Under the Communications Act 2003 , it is a criminal offence to leave messages which are grossly offensive, or to make indecent or obscene or menacing telephone calls or calls which cause annoyance, inconvenience or needless anxiety.

The criminal courts may treat a letter, or a silent or other phone call as an assault if it causes the victim to fear that physical violence may be used against him or her in the immediate future. The courts may also in certain circumstances treat such harassment as grievous bodily harm if psychological damage results , even if that damage was not caused by a fear of an imminent physical attack.

Telephone companies have the power, in certain circumstances, to trace the makers of nuisance or malicious calls and tell you who they are, provided you have a legitimate interest in knowing their identity . If the perpetrator is known and is persistent in making calls the courts are increasingly willing to grant injunctions to prevent this type of harassment.
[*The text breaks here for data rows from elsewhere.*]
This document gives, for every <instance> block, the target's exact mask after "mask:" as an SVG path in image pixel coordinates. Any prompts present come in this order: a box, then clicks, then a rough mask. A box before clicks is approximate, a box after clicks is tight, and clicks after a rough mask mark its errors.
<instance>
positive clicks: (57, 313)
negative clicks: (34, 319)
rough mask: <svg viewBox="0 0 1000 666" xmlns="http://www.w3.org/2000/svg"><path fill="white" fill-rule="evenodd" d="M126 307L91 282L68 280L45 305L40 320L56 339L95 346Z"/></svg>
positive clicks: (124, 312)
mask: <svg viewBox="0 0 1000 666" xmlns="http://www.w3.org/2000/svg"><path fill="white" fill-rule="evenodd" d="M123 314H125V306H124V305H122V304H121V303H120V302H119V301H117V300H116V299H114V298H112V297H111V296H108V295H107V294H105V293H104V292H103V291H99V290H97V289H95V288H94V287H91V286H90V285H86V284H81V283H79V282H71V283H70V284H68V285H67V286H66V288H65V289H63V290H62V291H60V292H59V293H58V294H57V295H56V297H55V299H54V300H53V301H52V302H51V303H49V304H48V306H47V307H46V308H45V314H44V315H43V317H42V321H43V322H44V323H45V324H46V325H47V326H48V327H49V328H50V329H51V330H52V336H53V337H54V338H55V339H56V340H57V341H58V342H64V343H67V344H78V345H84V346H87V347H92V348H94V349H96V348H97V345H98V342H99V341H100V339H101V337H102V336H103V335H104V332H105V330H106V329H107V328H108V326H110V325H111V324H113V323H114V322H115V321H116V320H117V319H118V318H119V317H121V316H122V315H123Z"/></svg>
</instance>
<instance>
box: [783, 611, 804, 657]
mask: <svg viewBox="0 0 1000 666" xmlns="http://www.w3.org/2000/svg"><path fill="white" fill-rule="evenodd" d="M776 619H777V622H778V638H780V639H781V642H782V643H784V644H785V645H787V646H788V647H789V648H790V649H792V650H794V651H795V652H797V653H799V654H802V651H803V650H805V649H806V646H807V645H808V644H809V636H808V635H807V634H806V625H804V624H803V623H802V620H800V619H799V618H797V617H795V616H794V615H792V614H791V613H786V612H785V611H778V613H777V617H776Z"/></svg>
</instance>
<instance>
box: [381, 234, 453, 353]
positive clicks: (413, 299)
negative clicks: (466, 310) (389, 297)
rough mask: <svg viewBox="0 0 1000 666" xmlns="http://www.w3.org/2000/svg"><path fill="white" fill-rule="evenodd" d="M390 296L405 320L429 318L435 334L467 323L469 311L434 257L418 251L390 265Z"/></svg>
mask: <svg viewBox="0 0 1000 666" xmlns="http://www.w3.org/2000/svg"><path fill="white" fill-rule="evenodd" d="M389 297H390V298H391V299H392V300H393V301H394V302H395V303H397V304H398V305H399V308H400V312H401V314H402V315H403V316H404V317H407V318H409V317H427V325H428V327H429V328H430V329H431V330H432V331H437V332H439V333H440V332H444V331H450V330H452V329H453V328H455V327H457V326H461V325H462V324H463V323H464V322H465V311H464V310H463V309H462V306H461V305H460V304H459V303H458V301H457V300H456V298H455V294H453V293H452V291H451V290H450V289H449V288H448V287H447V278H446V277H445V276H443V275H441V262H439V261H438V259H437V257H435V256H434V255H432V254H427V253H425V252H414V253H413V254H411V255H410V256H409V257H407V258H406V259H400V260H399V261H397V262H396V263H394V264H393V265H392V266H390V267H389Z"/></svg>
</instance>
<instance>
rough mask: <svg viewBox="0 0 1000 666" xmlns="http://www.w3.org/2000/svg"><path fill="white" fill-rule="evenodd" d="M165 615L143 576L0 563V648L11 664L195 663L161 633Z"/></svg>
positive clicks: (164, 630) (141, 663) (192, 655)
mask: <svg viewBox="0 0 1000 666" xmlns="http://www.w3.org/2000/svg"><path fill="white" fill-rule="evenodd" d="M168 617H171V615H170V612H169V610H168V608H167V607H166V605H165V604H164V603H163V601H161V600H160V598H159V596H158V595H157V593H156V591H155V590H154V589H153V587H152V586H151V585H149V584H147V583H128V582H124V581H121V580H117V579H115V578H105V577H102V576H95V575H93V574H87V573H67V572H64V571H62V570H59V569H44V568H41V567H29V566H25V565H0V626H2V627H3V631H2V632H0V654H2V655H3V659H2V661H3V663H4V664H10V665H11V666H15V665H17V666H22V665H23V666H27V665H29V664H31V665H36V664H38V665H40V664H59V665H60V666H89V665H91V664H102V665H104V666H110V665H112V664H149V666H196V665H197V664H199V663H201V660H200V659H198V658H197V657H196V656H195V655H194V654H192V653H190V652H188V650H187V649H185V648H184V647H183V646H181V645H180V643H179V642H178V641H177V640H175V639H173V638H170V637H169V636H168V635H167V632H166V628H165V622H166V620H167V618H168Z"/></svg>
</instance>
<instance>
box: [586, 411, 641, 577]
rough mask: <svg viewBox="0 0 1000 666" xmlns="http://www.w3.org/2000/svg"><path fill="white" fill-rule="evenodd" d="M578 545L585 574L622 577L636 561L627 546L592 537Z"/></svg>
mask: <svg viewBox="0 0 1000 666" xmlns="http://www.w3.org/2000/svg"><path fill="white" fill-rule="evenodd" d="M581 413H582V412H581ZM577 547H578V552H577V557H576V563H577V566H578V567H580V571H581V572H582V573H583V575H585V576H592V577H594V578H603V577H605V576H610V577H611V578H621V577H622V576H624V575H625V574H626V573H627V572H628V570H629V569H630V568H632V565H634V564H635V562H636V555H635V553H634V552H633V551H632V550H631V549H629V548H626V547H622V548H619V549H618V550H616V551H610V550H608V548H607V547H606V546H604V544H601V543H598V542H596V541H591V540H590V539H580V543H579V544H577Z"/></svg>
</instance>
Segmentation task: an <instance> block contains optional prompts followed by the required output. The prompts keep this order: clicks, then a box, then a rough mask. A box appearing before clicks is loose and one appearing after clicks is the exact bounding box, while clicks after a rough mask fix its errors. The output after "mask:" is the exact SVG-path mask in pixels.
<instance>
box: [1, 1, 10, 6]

It is also established that the making of numerous obscene telephone calls to a considerable number of people may be conduct capable of constituting a public nuisance.

It was previously hoped that the courts would be willing to develop the law of nuisance - the legal category into which many of these claims fall - so as to grant rights of protection to people in respect of property which they do not own. This would have enabled the law to move towards openly protecting domestic privacy. However, this advance was halted by a decision of the House of Lords.